The BOTomist was lurching around in half circles, one of his treads festively ensnared with a pink scarf. THERE IS ONE NEW NOTICE. THERE IS A JAM, he said. Emmy knew that she was imagining it, but she could almost sense a resignation in his voice. As if the BOTomist knew no one was coming to save him.

He tried to cross the living room but, somewhere around the sofa area, got blocked by a clothesline strung across the space. The BOTomist hit the line, slowly rolling forward until it grew taught and pinged him backward. He rocked on his treads like a drunk.

please wait. Recalibrating equilibrium, the BOTomist said, in what sounded to Emmy like the absolute voice of robot despair. She felt bad for him.

Diane laughed quietly. She squeezed Emmy’s arm. “Did you even know he could say that?”

Emmy presented the peaches. “From Murphy. 4037.” Diane accepted the fruit and sat cross-legged on the floor. She rubbed the peach against her knee to remove the fuzz.

“Do you know that’s state-of-the-art medical equipment you’re messing with?” Emmy whispered it as sternly as she could, but she was delighted. Her mother had built a maze. She was dressed, sober, and wearing shoes. She was fighting. Emmy said, “Thousands of dollars of science at work and you’re running him through a kugelbahn.”

Recalibrating equilibrium, the BOTomist said.

“I let him take the reading first,” Diane said, “but he kept on repeating the report so I trapped him.”

“What’d he say?”

Diane’s mouth full of peach: “Lungs a little wonky.”

“How wonky?”

“Minimally wonky.”

“Okay then. So, not so bad?”

Diane watched the window, the snow falling outside. “When this is all over I think you should live someplace that won’t get hit by climate change too bad. No beaches. No extreme temps. Maybe Virginia.”

“You need to stop listening to the news.”

 “I just want you to have some plans...”

Emmy thought of her mother cordoning off the living room, section by section.
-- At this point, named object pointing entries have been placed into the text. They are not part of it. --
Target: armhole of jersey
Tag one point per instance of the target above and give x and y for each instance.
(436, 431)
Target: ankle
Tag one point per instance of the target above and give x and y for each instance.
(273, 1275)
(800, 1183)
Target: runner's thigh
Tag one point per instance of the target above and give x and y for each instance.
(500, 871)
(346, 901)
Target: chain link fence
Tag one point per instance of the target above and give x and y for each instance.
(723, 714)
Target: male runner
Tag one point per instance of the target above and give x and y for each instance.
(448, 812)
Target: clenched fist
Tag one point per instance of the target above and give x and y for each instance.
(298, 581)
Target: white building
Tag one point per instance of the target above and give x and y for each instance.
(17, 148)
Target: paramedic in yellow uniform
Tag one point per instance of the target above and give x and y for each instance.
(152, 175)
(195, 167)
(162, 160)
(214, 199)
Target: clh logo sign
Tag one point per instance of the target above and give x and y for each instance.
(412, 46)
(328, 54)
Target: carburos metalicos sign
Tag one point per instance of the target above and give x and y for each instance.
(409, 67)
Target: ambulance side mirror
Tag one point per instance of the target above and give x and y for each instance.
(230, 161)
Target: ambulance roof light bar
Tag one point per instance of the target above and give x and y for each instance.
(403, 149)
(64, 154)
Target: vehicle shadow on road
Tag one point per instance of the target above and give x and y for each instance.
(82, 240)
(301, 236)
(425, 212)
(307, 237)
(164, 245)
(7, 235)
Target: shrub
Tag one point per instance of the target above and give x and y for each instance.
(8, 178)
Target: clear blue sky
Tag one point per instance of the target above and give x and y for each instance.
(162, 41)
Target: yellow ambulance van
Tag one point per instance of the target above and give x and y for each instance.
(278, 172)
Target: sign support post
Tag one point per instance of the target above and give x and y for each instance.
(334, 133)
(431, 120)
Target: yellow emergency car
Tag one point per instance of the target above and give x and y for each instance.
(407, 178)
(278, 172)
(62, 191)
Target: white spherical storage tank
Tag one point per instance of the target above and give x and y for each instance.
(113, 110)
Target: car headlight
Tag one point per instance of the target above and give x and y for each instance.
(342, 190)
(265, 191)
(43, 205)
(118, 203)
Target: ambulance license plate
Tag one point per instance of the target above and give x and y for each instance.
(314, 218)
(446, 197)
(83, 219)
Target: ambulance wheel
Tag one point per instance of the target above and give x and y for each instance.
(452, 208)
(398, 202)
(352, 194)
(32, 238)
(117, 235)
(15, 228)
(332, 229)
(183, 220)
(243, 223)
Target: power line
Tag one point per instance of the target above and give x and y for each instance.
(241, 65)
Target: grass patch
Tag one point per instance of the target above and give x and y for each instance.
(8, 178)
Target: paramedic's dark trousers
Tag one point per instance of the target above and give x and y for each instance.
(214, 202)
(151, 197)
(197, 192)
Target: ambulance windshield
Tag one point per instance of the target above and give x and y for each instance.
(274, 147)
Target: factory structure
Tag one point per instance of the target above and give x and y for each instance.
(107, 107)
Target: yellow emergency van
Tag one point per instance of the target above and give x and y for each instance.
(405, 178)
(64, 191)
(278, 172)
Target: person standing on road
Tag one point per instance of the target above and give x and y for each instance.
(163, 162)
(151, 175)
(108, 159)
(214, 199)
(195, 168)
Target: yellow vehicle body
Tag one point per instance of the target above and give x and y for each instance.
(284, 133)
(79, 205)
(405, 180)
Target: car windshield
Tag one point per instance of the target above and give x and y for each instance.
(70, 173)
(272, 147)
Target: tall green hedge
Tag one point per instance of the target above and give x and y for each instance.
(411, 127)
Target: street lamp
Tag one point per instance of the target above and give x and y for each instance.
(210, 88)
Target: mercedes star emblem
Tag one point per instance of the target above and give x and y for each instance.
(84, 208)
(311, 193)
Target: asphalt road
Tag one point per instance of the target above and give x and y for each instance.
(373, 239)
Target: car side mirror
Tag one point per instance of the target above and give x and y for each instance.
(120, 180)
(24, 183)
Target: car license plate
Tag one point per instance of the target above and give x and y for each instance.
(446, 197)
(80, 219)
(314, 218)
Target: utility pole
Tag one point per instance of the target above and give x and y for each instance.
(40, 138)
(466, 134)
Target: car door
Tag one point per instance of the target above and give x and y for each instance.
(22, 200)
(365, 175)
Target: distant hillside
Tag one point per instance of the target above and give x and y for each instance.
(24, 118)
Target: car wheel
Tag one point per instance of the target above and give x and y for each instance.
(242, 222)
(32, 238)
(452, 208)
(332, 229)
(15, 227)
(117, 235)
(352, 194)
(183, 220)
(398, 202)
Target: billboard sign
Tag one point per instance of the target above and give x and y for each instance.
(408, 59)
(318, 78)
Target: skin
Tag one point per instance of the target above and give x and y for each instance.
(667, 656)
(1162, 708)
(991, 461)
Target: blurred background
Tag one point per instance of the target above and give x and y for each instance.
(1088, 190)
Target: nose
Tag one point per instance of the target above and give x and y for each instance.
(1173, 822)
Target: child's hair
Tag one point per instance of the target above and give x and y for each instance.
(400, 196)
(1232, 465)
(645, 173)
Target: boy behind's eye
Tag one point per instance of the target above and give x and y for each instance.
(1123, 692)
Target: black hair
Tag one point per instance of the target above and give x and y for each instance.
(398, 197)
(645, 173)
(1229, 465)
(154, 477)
Containing the BOTomist. Felt stupid for letting it make her hopeful.

“For fuck’s sake, Diane. Do you have any idea how selfish that is?”

The BOTomist heard Emmy and tried to approach, but hit a clothesline at good speed and almost knocked himself over. Diane laughed.

“You want to talk about selfish, chicken? Who wants who to do what for whom?”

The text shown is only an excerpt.